O dono da venda era conhecido como Paulo boca-suja, não segurava as interjeições mais obscenas e abusava do “caralho” a cada fim de frase. Dona Anastácia, a respeitada beata do bairro, o maldizia todo santo dia após passar no mercadinho para comprar pão.
– Esse senhor não tem educação. Acredita que mandou o padeiro pegar a “porra” da sacola para me dar? Absurdo – desabafou ao passar no caixa.
(Ela não vai admitir que os palavrões daquele ordinário a incomodam. E ainda fica com essa cara de cu)
Na saída, deu de cara com Lolita, a mulher do taxista, e não perdeu a nova oportunidade para criticar Paulo boca-suja.
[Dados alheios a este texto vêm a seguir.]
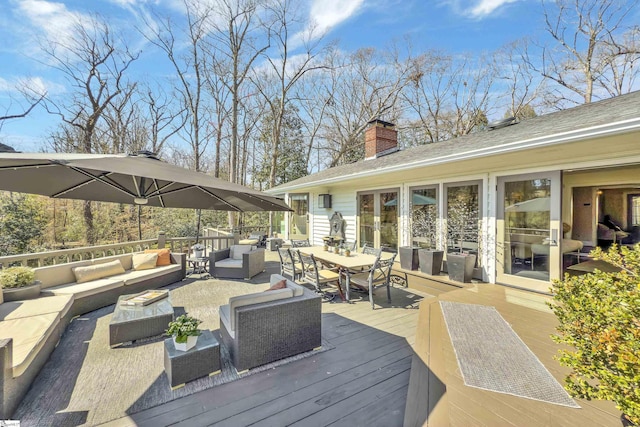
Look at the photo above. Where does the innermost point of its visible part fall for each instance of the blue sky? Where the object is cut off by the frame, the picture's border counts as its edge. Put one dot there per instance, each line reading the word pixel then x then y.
pixel 455 26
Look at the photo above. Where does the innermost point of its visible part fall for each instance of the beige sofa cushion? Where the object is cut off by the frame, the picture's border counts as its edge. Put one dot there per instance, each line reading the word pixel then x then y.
pixel 257 298
pixel 81 290
pixel 97 271
pixel 29 336
pixel 237 251
pixel 297 289
pixel 164 256
pixel 59 274
pixel 125 260
pixel 229 263
pixel 144 261
pixel 132 277
pixel 35 307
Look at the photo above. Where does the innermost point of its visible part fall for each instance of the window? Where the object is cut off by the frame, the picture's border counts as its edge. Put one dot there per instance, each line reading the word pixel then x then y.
pixel 634 209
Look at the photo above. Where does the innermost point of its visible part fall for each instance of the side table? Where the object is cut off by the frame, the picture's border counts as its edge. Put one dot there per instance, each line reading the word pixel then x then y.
pixel 201 360
pixel 199 266
pixel 273 243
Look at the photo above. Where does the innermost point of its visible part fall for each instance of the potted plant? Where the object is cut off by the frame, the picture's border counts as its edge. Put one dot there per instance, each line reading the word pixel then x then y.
pixel 198 250
pixel 184 331
pixel 424 227
pixel 599 315
pixel 462 226
pixel 18 283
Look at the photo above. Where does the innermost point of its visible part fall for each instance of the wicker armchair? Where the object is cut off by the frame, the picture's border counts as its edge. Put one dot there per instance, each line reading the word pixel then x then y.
pixel 287 322
pixel 245 265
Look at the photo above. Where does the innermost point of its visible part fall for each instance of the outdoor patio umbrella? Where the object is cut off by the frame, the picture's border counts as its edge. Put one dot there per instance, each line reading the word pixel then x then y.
pixel 133 179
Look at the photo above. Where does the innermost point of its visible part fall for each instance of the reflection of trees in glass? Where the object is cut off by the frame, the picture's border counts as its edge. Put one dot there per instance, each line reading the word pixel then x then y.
pixel 462 215
pixel 524 191
pixel 300 205
pixel 424 217
pixel 424 226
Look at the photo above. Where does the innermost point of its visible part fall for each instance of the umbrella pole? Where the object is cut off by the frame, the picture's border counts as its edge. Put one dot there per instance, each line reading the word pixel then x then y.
pixel 139 222
pixel 199 211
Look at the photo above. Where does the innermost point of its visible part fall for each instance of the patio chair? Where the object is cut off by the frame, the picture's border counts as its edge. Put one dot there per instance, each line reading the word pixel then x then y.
pixel 370 250
pixel 377 276
pixel 318 276
pixel 237 262
pixel 303 243
pixel 263 327
pixel 288 264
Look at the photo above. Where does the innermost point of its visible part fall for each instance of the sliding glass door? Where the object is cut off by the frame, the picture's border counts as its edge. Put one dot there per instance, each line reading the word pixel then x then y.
pixel 378 219
pixel 528 230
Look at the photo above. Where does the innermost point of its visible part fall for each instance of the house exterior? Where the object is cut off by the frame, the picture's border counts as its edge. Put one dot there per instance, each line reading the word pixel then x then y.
pixel 527 197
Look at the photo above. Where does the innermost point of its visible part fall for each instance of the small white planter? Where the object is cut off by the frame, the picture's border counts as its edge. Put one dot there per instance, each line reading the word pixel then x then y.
pixel 185 346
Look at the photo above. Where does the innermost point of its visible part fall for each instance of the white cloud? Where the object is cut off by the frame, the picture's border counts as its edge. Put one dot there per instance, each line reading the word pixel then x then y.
pixel 486 7
pixel 52 18
pixel 477 9
pixel 326 14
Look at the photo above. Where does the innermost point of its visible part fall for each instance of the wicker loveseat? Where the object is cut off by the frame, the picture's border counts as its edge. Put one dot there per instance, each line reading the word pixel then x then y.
pixel 236 262
pixel 267 326
pixel 30 329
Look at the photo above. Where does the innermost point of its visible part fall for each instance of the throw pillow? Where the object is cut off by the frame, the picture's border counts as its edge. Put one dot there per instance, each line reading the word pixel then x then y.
pixel 164 256
pixel 144 261
pixel 97 271
pixel 239 250
pixel 278 285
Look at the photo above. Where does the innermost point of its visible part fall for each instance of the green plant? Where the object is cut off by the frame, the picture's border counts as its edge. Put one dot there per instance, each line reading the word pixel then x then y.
pixel 182 327
pixel 16 277
pixel 599 316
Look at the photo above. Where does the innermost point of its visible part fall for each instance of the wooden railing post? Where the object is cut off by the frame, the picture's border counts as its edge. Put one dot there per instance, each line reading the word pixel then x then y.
pixel 162 239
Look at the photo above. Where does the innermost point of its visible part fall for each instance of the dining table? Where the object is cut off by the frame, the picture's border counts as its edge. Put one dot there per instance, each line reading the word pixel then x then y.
pixel 345 264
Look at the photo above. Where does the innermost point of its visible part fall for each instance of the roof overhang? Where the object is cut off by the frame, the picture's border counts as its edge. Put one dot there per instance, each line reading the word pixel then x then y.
pixel 611 129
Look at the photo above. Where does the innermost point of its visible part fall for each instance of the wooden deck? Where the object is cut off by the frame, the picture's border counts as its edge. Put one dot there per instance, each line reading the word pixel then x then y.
pixel 385 370
pixel 363 380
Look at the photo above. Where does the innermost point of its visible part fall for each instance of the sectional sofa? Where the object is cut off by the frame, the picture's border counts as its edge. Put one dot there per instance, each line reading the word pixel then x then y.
pixel 30 329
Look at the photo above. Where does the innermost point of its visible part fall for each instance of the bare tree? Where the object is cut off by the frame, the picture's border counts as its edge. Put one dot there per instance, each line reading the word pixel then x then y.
pixel 447 96
pixel 593 44
pixel 190 66
pixel 359 87
pixel 163 117
pixel 522 86
pixel 238 41
pixel 94 61
pixel 287 66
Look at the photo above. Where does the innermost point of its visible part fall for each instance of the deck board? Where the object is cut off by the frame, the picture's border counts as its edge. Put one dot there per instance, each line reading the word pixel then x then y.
pixel 368 377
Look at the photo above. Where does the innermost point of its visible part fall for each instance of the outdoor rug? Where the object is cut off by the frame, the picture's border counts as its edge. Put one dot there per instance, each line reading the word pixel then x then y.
pixel 85 382
pixel 491 356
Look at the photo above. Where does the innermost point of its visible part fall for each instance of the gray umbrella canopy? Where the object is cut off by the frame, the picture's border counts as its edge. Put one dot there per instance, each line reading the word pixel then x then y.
pixel 132 179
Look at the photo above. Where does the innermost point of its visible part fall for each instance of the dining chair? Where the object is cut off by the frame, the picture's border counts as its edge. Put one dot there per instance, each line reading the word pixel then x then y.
pixel 377 276
pixel 288 264
pixel 303 243
pixel 319 276
pixel 370 250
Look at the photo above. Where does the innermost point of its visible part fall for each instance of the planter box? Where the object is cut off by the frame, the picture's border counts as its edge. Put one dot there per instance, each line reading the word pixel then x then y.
pixel 430 261
pixel 409 257
pixel 18 294
pixel 460 267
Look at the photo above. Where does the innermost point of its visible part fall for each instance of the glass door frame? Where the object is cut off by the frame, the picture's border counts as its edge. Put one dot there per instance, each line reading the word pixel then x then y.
pixel 377 205
pixel 292 215
pixel 554 239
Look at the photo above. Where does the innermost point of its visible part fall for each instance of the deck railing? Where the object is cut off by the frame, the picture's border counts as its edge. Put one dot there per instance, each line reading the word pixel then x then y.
pixel 212 239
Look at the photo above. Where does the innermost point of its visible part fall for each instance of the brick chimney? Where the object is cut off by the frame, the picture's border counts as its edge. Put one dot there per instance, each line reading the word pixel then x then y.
pixel 380 138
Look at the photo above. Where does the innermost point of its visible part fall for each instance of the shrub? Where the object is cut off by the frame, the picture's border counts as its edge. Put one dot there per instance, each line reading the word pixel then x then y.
pixel 183 327
pixel 16 277
pixel 599 316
– Não sei por que a gente ainda frequenta aquela espelunca, um sujeito grosseiro daqueles.
– Realmente, dona Anastácia, é palavrão atrás de palavrão.
(Que hálito horrível, puta que pariu, vou me despedir rápido)
A cidade pacata havia se tornado mais perigosa. Os trombadinhas não perdoavam uma senhora distraída. Assim que dona Anastácia vacilou procurando a chave na bolsa, o pequeno larápio arrancou sua corrente de ouro.
– Pega ladrão, pega ladrão!
(Filho da puta)
Paulo boca-suja se aproximou correndo.
– O que houve, dona Anastácia?
– Ora, um vagabundo puxou minha correntinha e saiu correndo.
(Aquele merdinha)
– Calma, eu ajudo a senhora com a bolsa. Está machucada?
– Não, não. Estou bem.
(Se eu pego aquele moleque, vou foder com a vida dele)
– Venha, pode deixar que eu te levo pra casa.
Dona Anastácia, percebendo a gentileza, abriu um sorriso.
– Obrigada, Paulo. Muito atencioso de sua parte.
(Cacete, onde diabo coloquei a chave?)
– Não há de quê, dona Anastácia, vamos.